Esok paginya mereka memulai pencarian lagi. Tulisan di dinding gua itu menunjukkan kalau Tangguh berada atau pernah berada di sana. Setelah semalam mereka menelusuri gua dan tidak menemukan Tangguh, mereka pun mencari ke luar gua, ke daerah di sekitar gua itu.
"Tangguh. . . .Tangguh. . . .di mana kamu, Nak!?" teriak Pak Tono yang amat rindu pada anaknya.
Mereka pun terus memanggil nama itu. Namun tak ada jawabnya kecuali seekor burung yang berkicau di dahan pohon yang tinggi, atau suara kera yang bergelantungan. Pencarian mulai meluas, sungai ditelusuri karena orang cenderung tinggal di dekat sumber air, itulah yang mereka pikirkan.
Hari pun semakin sore dan mereka tak menemukan Tangguh, juga tak menemukan satu pun petunjuk mengenai keberadaan anak itu. Mereka pun memutuskan untuk menghentikan pencarian di hari ini. Namun ketika itu, mereka melihat sesuatu yang tak lazim. Jika biasanya pohon bambu tumbuh ke atas, tapi mereka melihat batang bambu justru tumbuh secara horizontal memanjang menelusuri tanah. Rupanya itu bukan pohon bambu yang tumbuh secara horizontal. Karena batang bambu itu sambung–menyambung, menelusuri tanah dan amat panjang. Kemudian mereka menelusuri ke mana batang bambu itu. Mereka menelusurinya sampai naik lebih tinggi lagi ke puncak gunung.
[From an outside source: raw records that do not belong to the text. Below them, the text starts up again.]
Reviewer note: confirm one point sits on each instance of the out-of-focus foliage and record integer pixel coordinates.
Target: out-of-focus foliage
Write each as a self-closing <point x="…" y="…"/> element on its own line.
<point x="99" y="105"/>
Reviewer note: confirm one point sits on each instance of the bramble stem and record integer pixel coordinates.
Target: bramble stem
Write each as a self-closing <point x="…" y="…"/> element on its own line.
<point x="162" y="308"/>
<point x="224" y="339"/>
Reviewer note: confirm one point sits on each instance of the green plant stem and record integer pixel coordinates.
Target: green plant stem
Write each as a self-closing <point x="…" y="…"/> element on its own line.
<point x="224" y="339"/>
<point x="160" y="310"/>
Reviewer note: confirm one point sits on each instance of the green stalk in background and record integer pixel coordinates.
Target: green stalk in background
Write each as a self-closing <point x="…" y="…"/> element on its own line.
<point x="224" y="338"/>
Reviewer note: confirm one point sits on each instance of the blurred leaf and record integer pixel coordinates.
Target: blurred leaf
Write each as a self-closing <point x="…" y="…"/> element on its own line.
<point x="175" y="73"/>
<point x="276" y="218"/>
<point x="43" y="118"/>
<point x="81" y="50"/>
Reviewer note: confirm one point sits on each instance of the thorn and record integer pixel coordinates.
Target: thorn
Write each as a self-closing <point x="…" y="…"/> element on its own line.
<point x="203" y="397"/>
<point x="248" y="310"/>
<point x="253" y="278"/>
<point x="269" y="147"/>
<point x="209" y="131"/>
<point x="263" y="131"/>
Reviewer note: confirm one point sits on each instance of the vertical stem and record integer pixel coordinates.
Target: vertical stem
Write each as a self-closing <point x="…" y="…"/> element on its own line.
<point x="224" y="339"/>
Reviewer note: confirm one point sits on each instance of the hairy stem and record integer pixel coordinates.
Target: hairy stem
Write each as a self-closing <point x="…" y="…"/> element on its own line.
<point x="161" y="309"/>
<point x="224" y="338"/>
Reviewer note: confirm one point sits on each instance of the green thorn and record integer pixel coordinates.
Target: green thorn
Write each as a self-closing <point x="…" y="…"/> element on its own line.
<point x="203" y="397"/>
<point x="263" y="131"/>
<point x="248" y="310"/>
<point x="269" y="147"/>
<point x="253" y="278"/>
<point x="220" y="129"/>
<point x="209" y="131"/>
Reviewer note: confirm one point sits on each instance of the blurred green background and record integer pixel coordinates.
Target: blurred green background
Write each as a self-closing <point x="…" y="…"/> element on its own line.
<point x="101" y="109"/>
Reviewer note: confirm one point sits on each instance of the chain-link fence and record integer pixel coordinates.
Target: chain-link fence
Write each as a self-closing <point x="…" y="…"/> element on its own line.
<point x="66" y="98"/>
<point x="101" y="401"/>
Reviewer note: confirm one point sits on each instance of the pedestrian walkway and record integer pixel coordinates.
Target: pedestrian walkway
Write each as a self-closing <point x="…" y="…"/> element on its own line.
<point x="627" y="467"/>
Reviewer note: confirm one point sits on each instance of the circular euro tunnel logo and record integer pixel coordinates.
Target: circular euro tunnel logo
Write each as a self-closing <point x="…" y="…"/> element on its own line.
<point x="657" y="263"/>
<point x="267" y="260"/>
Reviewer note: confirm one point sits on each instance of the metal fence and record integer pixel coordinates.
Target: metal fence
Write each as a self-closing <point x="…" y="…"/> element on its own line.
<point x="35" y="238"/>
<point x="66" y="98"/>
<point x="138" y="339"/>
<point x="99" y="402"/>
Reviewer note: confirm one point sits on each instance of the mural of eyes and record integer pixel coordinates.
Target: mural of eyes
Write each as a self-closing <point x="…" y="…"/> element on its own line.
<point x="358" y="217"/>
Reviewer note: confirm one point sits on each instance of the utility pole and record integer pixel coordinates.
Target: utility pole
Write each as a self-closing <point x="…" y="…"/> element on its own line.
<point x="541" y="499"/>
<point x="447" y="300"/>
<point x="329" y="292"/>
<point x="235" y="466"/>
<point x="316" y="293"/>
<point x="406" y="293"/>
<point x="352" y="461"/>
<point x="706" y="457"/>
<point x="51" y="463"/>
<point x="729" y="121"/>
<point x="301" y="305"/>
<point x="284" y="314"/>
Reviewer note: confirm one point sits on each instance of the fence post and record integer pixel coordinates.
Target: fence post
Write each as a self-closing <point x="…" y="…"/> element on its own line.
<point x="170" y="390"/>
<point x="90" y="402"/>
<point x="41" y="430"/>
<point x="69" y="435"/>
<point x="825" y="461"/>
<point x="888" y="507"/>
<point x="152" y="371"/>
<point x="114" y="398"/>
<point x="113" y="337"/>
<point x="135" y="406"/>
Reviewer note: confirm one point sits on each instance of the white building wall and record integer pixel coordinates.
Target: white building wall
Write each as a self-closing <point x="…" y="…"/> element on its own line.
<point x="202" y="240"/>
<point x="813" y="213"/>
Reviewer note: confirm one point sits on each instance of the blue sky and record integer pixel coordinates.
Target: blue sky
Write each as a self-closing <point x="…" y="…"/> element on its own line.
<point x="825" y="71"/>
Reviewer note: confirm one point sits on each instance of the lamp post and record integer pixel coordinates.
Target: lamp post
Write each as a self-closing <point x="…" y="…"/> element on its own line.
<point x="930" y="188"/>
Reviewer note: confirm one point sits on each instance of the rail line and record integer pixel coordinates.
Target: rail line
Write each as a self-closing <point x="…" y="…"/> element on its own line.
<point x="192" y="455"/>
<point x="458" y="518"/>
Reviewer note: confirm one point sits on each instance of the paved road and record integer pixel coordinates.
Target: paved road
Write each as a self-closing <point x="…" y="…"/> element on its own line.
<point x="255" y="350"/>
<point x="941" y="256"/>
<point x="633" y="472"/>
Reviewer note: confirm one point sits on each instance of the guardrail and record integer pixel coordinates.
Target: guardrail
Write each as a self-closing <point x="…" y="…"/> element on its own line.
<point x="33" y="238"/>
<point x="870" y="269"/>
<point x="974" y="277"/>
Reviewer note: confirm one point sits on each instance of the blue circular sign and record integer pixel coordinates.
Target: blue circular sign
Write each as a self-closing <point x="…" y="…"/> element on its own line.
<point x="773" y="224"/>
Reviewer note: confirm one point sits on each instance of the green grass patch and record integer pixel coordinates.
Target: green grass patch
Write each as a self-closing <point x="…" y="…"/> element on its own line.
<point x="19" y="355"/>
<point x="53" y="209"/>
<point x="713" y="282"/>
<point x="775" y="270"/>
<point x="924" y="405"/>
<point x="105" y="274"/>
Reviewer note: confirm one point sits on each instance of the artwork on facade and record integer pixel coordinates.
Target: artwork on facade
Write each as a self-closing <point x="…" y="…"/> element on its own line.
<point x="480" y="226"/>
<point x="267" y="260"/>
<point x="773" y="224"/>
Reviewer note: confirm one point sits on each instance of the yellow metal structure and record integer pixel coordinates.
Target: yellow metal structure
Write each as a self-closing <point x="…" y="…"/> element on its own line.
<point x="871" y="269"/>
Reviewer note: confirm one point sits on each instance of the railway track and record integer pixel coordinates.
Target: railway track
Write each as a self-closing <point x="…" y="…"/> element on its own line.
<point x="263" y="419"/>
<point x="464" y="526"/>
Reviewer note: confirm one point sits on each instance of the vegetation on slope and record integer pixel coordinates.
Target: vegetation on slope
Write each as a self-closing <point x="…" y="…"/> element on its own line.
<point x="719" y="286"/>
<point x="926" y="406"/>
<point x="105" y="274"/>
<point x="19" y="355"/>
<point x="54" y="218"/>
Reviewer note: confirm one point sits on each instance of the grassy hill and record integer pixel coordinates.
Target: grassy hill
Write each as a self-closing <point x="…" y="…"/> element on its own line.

Mereka pun menemukan kalau batang bambu itu berujung di sebuah muara mata air yang terdapat di atas gunung. Rupanya itu adalah pipa yang terbuat dari batang bambu untuk mengalirkan air dari mata air di puncak gunung itu.
"Pasti ada seseorang yang telah membuat pipa bambu ini, Pak," ujar Joko menerka-nerka.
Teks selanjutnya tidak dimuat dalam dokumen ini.